Eczema, also known as atopic dermatitis, is more than just a skin condition. It’s an indication that there’s a problem with your immune system. Eczema is said to be one of the main signs of allergy during the first days of life, with almost three out of every four children with early eczema developing asthma or hay fever later on.

The beneficial bacteria in your gut have been found to help prevent allergies. They train your immune system to distinguish between friend and foe substances and to respond appropriately. This may be one reason why they also appear to reduce eczema. Researchers have found that infants receiving probiotic supplements are half as likely to develop skin conditions.

At birth the human gastrointestinal tract is sterile. Babies get their first ‘inoculation’ of gut flora from the birth canal during childbirth. In the first days, months and years of life, a rapid colonisation of bacteria occurs until a stable indigenous gut microflora is established. Breastfeeding protects babies and assists in providing healthy gut flora, which is why it’s so crucial to your child’s health. No infant formulas can match this natural process.

The greatest benefit from probiotics, at least in terms of eczema, happens very early on in life. The preventive effect appears to be established within the first three months after birth, although it seems to be sustained during the first two years to a lesser extent.

This means that it’s essential for your baby to receive plenty of beneficial bacteria from the start, continuing through childhood and into adulthood.

Eczema appearing in adulthood is far less common and with each individual the rashes differ. Eczema may vary from very mild to severe, particularly with those individuals suffering from a dry, sensitive skin.

Eczema is extremely itchy and sufferers often scratch their skin until they draw blood, further aggravating the condition. When this happens, more inflammation and itching occur. This is called the itch-scratch cycle.

The areas that are effected are often dry, thickened or scaly. In fair-skinned individuals, these areas may at first appear red an often turn brown. In darker skinned individuals, eczema will usually affect pigmentation, making the area that is affected either darker or lighter.

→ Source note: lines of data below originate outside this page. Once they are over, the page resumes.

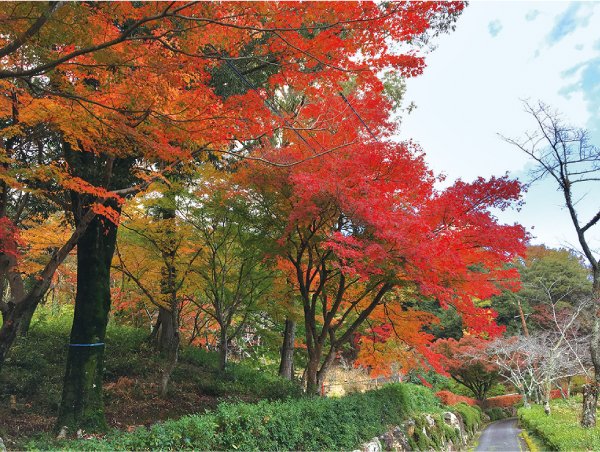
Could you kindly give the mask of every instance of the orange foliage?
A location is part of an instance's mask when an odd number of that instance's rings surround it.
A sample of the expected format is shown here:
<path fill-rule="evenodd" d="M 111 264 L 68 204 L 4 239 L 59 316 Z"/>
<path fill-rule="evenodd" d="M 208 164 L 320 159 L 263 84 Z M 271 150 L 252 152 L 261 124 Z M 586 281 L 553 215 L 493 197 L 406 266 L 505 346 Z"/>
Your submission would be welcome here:
<path fill-rule="evenodd" d="M 473 406 L 477 405 L 478 403 L 477 400 L 471 397 L 461 396 L 458 394 L 454 394 L 450 391 L 438 391 L 435 393 L 435 395 L 438 399 L 442 401 L 444 405 L 456 405 L 458 403 L 466 403 L 467 405 Z"/>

In infants the condition can be quite alarming. The itchy rash can produce a nasty discharge that may lead to crusting, usually on the scalp and face, but the rash and parches can by anywhere on the body.

Eczema is not contagious and therefore does not spread from person to person. In many instances, eczema is manageable, but there is no cure.

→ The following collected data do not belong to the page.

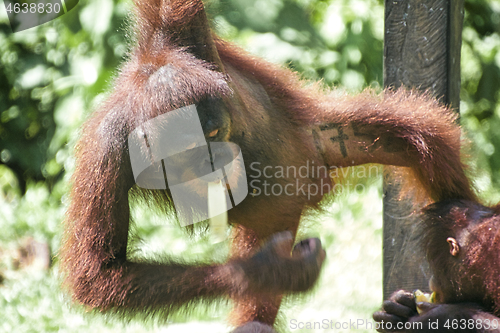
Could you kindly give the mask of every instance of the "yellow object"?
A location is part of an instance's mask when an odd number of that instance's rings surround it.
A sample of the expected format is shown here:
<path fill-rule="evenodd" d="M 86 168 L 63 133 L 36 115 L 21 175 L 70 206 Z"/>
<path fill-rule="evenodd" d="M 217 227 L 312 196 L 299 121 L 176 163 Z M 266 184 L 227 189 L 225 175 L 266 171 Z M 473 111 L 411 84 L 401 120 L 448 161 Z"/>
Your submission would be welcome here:
<path fill-rule="evenodd" d="M 212 242 L 223 242 L 227 237 L 226 190 L 221 181 L 208 183 L 208 214 Z"/>
<path fill-rule="evenodd" d="M 415 296 L 415 305 L 417 306 L 417 312 L 418 314 L 421 314 L 422 310 L 420 310 L 417 303 L 420 302 L 434 303 L 436 293 L 429 294 L 429 293 L 424 293 L 421 290 L 415 290 L 413 292 L 413 296 Z"/>

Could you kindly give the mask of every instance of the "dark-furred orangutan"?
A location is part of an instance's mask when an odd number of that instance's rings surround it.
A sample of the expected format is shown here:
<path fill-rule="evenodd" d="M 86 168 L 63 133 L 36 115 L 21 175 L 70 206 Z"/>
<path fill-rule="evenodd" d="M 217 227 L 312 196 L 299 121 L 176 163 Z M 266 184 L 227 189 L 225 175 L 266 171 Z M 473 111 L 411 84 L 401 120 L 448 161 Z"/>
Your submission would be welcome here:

The word eczema originates from the Greek, which means effervesce or to bubble over.


‘Prevention is better than cure’ holds true when it comes to eczema. Regular moisturising is important for dry skin, especially during the dry, cold winter months. It prevents skin from cracking, which may lead to eczema and psoriasis. Substances such as washing powders, creams, cosmetics or even certain fabrics rubbing against the delicate skin may cause flare ups. Extreme temperatures also play a part in causing eczema. Severely cold weather can be very harsh on the skin, as well as excessively hot weather, where we tend to perspire more than usual.

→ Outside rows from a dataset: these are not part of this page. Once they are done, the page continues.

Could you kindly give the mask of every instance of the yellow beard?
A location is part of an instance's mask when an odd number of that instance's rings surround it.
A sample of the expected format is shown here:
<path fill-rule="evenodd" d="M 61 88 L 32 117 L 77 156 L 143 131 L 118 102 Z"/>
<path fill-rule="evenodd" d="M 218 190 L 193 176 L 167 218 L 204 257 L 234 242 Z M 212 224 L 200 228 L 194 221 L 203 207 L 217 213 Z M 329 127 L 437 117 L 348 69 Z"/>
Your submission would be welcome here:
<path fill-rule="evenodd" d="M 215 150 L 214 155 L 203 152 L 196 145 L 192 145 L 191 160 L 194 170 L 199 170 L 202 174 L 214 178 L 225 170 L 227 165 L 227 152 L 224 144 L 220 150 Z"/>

Animals can also trigger allergic reactions, as can stress, colds and upper respiratory infections. Foods that are triggers should also be avoided.


Ask a pediatrician, dermatologist, healthcare professional or pharmacist to assist with a diagnosis. This is especially important in the case of babies and young children.

Many individuals who have eczema also have other allergies. Your general practitioner may want to conduct allergy testing to ascertain what the irritants and triggers are.


Most of the creams prescribed for eczema are applied when the skin is damp, as this helps it retain as much moisture as possible. It’s important to moisturise correctly with well-formulated creams to relieve and prevent the dryness and itching which can lead to infection. Corticosteroids are often prescribed to lessen the inflammation.

Should the affected area become infected, antibiotic creams are used to deal with the infection and in severe cases, oral antibiotics may be used.

Severe itching can by soothed and reduced by using antihistamines or coal tar treatments. Phototherapy, where ultraviolet light is directed onto the affected area, can also bear positive results. Sunlight itself often has an amazing healing effect on eczema and regular exposure may just do the trick.

Topical immunomodulators are prescribed for the treatment of mild to moderate eczema. These are skin creams that work by altering the immune system’s response to allergens.

While there’s no cure for eczema, it can be managed effectively, either by avoiding certain situations and products or with medical treatment. Ask your general practitioner or pharmacist about the best treatment going forward.